The researchers also showed that changing the excitability, making it harder or easier for the neurons to fire, could increase or lessen the effects of the synaesthesia.
‘The hyperexcitability of the visual area may underlie synaesthesia in people who experience colours triggered by words or numbers,’ says Dr Devin Terhune, first author on the Oxford University study. ‘This new finding challenges previous theories to explain the condition.
’‘The magnitude of the difference is extremely large. This is a fundamental difference in the brains of synaesthetes that may relate to the development of their synaesthesia,’ he adds.
The study is published in the journal Current Biology and was funded by the Wellcome Trust and the Cogito Foundation.
People experience synaesthesia in a variety of ways. Some people may ‘see’ sounds, in that hearing sounds triggers them to see particular colours at the same time. Others might experience colours while reading simple black text. Some estimates suggest that synaesthesia affects perhaps as much as 4% of the population.

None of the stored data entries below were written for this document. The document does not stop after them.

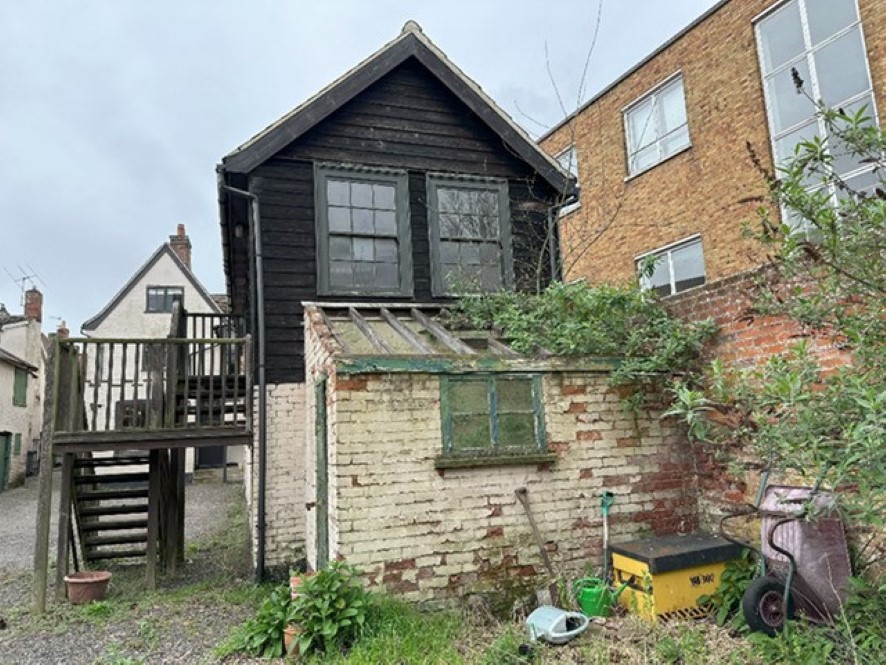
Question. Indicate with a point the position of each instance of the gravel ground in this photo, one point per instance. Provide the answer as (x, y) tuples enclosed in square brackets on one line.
[(180, 623)]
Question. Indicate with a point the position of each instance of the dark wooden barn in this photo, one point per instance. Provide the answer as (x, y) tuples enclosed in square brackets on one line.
[(400, 181)]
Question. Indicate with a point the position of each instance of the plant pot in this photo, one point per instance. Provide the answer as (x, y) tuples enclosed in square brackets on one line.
[(290, 633), (87, 586)]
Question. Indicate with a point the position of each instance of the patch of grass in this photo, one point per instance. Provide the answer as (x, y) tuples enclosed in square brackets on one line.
[(400, 633)]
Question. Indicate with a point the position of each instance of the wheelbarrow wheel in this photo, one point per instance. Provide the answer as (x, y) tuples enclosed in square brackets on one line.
[(763, 606)]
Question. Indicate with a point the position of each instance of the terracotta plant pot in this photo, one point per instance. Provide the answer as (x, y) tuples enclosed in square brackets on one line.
[(87, 586), (290, 633)]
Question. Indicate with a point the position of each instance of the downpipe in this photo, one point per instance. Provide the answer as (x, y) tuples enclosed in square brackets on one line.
[(255, 219)]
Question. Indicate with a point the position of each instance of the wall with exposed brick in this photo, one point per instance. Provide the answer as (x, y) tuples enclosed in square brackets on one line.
[(709, 189), (435, 536), (285, 491)]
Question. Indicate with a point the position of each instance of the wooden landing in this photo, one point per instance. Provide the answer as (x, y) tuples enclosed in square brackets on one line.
[(181, 437)]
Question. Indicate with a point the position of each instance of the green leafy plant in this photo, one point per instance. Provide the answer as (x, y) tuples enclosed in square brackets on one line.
[(581, 320), (262, 635), (330, 609), (734, 581)]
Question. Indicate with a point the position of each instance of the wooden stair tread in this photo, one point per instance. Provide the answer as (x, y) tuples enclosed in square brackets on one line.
[(107, 495), (114, 510), (119, 539), (99, 555), (114, 525), (110, 478), (95, 462)]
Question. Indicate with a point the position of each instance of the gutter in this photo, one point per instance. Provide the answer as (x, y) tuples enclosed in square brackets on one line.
[(259, 318)]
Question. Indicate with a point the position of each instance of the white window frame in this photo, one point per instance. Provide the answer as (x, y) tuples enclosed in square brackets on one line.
[(667, 251), (654, 93), (575, 205), (815, 89)]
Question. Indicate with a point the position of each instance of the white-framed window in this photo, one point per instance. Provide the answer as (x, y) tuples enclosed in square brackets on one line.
[(672, 268), (159, 299), (822, 40), (655, 125), (568, 159)]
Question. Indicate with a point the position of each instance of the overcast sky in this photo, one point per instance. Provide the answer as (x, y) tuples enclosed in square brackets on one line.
[(114, 113)]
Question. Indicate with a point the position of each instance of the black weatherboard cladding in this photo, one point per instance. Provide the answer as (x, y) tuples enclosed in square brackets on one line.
[(406, 120)]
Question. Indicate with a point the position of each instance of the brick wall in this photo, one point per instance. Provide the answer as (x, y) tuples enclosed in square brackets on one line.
[(746, 339), (709, 189), (285, 491), (434, 536)]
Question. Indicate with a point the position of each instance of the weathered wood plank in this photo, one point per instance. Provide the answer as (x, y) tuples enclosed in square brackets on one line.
[(374, 338), (406, 333), (438, 331), (64, 525)]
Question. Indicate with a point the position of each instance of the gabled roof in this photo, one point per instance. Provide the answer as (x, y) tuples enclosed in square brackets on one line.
[(411, 43), (162, 250), (15, 361)]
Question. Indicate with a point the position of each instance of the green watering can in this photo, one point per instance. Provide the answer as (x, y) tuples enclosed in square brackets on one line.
[(595, 597)]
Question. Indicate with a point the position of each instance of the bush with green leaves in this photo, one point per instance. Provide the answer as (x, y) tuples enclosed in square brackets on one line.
[(580, 320), (262, 635), (330, 608)]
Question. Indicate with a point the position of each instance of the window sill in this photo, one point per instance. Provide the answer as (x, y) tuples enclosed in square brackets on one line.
[(631, 176), (512, 459)]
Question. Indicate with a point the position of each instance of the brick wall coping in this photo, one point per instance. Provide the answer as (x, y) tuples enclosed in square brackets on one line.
[(458, 364)]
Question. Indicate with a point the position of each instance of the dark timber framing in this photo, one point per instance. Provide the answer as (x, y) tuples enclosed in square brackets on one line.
[(406, 112)]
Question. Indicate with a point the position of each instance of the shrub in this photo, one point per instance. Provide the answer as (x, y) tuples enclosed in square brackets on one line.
[(330, 608)]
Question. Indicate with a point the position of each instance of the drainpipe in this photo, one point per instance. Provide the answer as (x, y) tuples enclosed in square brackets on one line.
[(262, 392)]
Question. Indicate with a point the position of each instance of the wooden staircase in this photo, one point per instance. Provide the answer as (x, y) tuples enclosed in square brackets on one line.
[(110, 497)]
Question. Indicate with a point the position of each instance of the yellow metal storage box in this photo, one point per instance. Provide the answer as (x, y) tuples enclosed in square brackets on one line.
[(666, 575)]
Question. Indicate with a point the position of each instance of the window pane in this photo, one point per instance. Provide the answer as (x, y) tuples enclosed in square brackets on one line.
[(469, 396), (841, 69), (787, 105), (514, 395), (688, 266), (641, 126), (490, 254), (339, 220), (490, 278), (470, 432), (337, 193), (827, 17), (386, 223), (672, 107), (387, 276), (449, 252), (385, 197), (363, 249), (675, 142), (364, 275), (644, 159), (386, 251), (339, 248), (363, 221), (781, 37), (341, 275), (361, 195), (517, 430)]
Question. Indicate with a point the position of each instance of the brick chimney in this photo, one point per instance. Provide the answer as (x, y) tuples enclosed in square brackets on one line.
[(34, 305), (181, 245)]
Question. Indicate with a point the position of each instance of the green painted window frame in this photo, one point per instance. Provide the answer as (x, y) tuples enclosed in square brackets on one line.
[(20, 387), (497, 185), (495, 450), (397, 178)]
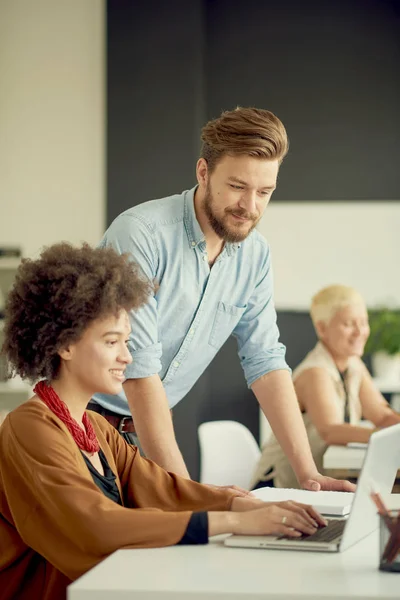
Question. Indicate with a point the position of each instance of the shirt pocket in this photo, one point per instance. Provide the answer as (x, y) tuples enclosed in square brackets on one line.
[(225, 320)]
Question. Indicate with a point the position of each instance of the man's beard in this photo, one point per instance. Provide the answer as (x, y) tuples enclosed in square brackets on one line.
[(228, 233)]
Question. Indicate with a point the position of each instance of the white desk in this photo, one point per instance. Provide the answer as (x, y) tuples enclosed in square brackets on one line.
[(342, 457), (216, 572)]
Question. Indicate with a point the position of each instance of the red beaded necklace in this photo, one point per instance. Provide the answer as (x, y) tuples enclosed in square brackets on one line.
[(86, 440)]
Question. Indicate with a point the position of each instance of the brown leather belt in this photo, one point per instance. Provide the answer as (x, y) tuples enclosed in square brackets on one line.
[(122, 423)]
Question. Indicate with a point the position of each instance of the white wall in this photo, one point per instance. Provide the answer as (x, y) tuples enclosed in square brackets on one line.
[(319, 243), (51, 122)]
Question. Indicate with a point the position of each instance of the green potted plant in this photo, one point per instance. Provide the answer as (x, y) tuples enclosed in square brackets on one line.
[(384, 343)]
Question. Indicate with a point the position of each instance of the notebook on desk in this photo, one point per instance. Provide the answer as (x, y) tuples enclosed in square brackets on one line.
[(378, 472), (336, 504)]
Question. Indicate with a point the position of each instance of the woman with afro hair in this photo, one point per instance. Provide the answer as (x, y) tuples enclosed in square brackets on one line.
[(72, 491)]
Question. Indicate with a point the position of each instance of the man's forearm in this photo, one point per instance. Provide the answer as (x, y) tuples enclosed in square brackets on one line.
[(149, 407), (277, 398)]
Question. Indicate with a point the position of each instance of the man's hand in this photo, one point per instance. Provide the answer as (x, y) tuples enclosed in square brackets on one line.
[(321, 482)]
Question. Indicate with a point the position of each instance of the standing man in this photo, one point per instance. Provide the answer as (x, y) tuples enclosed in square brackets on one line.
[(214, 275)]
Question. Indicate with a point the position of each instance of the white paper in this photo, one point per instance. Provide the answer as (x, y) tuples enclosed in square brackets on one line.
[(327, 503)]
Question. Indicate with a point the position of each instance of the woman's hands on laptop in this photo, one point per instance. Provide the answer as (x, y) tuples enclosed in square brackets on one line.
[(321, 482), (289, 518)]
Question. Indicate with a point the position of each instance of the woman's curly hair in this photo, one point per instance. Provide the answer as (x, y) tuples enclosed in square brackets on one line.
[(56, 297)]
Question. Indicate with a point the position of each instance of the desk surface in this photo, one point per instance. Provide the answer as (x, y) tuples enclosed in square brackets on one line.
[(221, 573), (342, 457)]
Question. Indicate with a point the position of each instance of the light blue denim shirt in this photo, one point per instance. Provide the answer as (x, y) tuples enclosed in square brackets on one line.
[(181, 328)]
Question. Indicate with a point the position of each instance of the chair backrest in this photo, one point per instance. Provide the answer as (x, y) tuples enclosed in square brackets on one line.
[(228, 453)]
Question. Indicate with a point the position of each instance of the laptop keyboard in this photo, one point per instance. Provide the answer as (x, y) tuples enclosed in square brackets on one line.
[(329, 533)]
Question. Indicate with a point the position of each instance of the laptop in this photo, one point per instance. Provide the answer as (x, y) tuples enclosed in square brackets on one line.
[(378, 473)]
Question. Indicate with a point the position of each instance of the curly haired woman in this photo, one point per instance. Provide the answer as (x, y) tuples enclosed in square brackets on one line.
[(72, 491)]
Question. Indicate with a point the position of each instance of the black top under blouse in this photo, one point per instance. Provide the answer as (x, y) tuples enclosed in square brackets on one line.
[(197, 529)]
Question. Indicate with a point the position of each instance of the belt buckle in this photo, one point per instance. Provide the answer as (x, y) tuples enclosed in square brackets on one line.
[(122, 424)]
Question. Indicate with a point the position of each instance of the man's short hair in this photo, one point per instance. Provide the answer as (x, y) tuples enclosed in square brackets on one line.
[(244, 131)]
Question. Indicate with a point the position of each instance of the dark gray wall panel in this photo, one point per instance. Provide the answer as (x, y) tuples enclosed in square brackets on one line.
[(329, 69)]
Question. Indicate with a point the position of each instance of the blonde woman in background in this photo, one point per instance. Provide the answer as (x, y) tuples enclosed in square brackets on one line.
[(333, 386)]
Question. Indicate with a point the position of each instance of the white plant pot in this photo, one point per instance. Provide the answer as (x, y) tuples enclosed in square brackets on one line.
[(386, 366)]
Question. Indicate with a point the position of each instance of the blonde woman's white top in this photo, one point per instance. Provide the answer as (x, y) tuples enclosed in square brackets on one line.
[(273, 463)]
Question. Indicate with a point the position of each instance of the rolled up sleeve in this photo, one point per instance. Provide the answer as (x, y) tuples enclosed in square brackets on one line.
[(257, 333)]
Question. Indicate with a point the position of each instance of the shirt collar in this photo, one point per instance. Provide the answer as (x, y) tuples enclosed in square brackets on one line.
[(192, 226)]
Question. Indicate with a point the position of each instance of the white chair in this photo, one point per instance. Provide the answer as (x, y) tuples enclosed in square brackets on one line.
[(228, 453)]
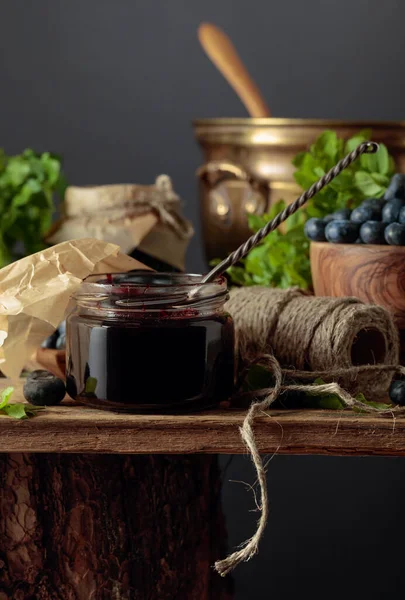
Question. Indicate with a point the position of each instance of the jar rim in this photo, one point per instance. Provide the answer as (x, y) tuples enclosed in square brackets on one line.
[(156, 280), (151, 290)]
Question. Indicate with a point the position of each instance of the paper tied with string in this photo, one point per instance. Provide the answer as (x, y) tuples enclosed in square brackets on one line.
[(145, 217), (36, 291)]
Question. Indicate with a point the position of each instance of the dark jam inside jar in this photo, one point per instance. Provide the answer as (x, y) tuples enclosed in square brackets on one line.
[(132, 345)]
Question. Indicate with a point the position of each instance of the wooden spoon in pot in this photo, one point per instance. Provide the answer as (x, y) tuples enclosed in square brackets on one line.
[(222, 53)]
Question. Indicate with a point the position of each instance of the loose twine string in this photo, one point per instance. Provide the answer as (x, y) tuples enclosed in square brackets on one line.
[(332, 325)]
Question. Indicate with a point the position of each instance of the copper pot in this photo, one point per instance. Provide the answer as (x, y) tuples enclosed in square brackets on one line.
[(248, 166)]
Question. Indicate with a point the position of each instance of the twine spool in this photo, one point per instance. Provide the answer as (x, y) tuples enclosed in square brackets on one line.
[(317, 334), (353, 345)]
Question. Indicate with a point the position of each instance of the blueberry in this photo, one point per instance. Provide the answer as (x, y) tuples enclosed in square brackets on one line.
[(361, 214), (62, 328), (401, 216), (395, 234), (396, 188), (377, 203), (390, 212), (372, 232), (61, 342), (341, 215), (315, 230), (50, 342), (71, 386), (342, 232), (397, 392), (42, 388)]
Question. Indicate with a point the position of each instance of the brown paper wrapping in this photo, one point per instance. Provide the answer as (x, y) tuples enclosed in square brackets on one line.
[(35, 293), (146, 217)]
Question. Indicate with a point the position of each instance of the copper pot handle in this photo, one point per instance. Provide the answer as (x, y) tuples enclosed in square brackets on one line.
[(215, 167)]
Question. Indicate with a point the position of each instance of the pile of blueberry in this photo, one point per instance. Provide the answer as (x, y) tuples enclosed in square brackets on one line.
[(56, 341), (375, 221)]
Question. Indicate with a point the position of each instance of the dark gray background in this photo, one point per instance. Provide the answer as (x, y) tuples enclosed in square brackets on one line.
[(113, 86)]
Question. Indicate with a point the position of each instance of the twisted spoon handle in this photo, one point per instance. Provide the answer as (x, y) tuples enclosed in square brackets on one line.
[(366, 147)]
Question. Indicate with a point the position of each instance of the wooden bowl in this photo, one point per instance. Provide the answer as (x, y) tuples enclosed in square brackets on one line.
[(374, 274)]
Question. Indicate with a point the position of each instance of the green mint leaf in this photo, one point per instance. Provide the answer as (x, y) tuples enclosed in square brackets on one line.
[(17, 411), (5, 396), (367, 186)]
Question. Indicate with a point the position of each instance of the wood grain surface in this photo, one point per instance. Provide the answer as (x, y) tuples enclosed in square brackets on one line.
[(94, 527), (374, 274), (70, 428)]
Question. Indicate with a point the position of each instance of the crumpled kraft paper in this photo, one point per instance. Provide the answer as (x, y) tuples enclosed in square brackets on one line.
[(146, 217), (36, 291)]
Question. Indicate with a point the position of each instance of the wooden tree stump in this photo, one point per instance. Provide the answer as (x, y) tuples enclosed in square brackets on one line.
[(98, 527)]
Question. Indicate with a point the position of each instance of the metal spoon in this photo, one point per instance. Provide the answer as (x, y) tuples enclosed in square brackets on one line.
[(254, 240)]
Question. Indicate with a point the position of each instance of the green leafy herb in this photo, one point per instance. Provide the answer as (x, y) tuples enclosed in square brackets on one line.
[(367, 177), (27, 184), (282, 258), (19, 410)]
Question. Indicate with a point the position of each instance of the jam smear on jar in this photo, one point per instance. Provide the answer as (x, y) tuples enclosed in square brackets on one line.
[(143, 359), (166, 362)]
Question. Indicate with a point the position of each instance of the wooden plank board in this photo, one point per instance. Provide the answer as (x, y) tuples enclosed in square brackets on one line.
[(69, 428)]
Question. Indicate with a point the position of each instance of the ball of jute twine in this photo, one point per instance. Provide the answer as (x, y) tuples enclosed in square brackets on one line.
[(317, 333), (310, 333)]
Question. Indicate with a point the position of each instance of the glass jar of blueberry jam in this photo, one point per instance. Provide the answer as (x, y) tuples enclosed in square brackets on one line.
[(134, 345)]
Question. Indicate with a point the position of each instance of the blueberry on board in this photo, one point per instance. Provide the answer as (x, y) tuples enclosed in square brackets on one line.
[(61, 342), (372, 232), (71, 386), (342, 232), (391, 210), (62, 328), (397, 392), (361, 214), (42, 388), (315, 230), (374, 203), (50, 341), (401, 216), (395, 234), (396, 188), (341, 215)]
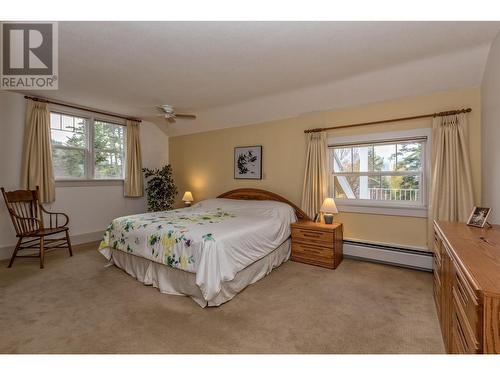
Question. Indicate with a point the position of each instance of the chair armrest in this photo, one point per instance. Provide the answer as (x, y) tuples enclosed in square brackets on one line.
[(24, 228), (26, 218), (55, 215)]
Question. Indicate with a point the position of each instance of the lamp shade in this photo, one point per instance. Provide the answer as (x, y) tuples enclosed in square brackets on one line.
[(187, 197), (329, 206)]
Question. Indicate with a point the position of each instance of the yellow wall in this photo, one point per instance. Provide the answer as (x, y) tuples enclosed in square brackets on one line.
[(203, 162)]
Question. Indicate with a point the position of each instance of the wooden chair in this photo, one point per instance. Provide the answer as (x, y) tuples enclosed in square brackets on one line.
[(27, 215)]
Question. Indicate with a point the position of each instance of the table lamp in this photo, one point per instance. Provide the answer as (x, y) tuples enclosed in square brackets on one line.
[(329, 208), (187, 198)]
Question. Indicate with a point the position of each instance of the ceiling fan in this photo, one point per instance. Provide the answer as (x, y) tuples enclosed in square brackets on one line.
[(170, 115)]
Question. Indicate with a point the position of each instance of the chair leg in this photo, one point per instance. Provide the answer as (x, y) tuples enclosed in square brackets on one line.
[(42, 252), (15, 253), (69, 244)]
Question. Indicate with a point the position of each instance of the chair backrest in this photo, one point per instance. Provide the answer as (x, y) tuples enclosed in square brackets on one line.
[(23, 204)]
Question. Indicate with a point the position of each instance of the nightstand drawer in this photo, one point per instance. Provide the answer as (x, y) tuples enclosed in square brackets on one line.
[(307, 235), (321, 256)]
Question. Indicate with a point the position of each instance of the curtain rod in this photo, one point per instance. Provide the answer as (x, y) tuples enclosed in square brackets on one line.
[(446, 113), (43, 100)]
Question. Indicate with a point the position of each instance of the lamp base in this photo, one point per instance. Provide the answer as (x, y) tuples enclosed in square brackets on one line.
[(328, 218)]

This ‘blending of the senses’ is automatic and involuntary. Whether it is a sound, or number, or taste that triggers the experience of another sense, the connections are always the same. In the case of grapheme-colour synaesthesia, particular letters, numbers or words will always stimulate precisely the same colours.
‘We tend to assume that we experience the world in the same way as everyone else. Synaesthesia is a compelling example of how some people perceive the world in a fundamentally different way,’ says Dr Terhune.
Dr Roi Cohen Kadosh of the Department of Experimental Psychology at Oxford University, who headed the research group, added: ‘Studying synaesthesia can tell us about how the brain develops, how perceptions and cognitions become automatic. It gives us an insight into the brain processes underlying conscious awareness.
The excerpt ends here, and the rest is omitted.